Cook will keep his job, to save the face of the suits and becausethere's no-one else




Alastair Cook will be confirmed as England Captain for the upcoming Cricket World Cup today for two reasons - neither of them convincing. Firstly Cook is the basket in which the ECB placed all their eggs when they sacked Kevin Pietersen. A modicum of sanity among the suits would have seen that there was never a "Cook or Pietersen" moment - it was not "either/or" - and careful handling could have made it "both". But they contrived to create one when they said that KP had to go in order for all to get behind Cook - as if Cook could only lead if Pietersen wasn't there. Not true. Second Cook will hang on because there is no obvious successor. Morgan is smart and articulate and a terrific batsman, but horrendously out of form and cannot really be sure of holding his place in the ODI side let alone leading it. Joe Root simply isn't ready yet and it would be daft to cloud the head of this outstanding player by burdening him with the captaincy.

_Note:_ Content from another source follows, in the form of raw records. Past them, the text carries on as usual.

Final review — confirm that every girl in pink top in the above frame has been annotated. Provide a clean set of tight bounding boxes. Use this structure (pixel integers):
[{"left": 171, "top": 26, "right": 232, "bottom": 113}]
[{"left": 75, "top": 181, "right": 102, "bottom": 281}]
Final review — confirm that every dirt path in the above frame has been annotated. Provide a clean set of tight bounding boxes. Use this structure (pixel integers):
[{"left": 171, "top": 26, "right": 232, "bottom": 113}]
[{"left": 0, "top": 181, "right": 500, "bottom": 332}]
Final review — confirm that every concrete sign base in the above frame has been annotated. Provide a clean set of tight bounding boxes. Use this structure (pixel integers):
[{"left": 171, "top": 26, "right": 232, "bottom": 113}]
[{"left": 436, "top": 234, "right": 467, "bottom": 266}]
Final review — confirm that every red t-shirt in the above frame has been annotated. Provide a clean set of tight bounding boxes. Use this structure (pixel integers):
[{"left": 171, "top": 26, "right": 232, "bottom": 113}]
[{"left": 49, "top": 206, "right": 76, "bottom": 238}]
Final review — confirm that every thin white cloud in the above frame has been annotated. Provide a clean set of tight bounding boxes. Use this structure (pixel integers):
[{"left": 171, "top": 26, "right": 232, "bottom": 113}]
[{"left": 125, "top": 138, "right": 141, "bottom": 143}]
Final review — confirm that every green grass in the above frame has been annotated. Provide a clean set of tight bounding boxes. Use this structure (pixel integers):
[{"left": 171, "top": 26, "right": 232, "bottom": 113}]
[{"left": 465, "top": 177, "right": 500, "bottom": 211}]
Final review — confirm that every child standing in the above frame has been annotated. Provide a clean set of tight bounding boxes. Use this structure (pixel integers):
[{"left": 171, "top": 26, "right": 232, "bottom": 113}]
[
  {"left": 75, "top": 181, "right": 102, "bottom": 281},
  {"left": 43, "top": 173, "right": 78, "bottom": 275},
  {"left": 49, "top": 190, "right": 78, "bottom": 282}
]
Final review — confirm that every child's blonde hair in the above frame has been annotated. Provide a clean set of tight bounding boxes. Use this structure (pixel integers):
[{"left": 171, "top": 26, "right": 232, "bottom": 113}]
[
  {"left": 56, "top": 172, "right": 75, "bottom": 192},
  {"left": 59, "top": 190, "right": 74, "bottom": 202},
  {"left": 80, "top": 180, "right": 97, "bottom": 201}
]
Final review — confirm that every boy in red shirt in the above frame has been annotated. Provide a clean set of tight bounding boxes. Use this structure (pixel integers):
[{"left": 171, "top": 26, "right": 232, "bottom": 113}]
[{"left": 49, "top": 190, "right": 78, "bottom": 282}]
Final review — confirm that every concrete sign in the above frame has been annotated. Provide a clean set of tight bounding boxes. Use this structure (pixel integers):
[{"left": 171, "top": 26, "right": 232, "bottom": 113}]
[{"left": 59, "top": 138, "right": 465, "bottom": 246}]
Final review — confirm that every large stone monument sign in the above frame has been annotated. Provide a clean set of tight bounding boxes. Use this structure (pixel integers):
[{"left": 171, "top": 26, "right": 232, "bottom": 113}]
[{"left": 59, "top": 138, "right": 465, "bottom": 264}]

The days when if Peter May was injured Colin Cowdrey or Ted Dexter or Tom Graveney could slip into the captaincy of England are long gone. The drift into insignificance of the County system and the fact that the players in England's international squads play little part in it means that to be County captain has little import  - Vaughan, Strauss and Cook  hardly ever captained any team other than England. 

It is said that Australia choose eleven players and then from among them they choose the Captain. I'm not sure that was ever entirely true, but the principle is a sound one. So choose an England ODI side - does Alastair Cook get in it? Nah! So what's he doing as Captain then (see Para one above). 

Limited Overs internationals, whether of the 50 Over or the 20 Over variety, are good fun - or should be. Players should enjoy playing in them as much as spectators enjoy watching them. They should be joyful occasions and not too solemn - especially the World Cup. Cooky is a decent chap but a bit of an introvert and hardly inspirational. The World Cup won't be won by cerebral thinking and in Peter Moores and Cook England is led by two people who seem to me to think too much. Darren Lehmann and Michael Clarke have restored Australia's fortunes not by analysis but by leadership. Do we have the people to do the same? It's hard to spot them.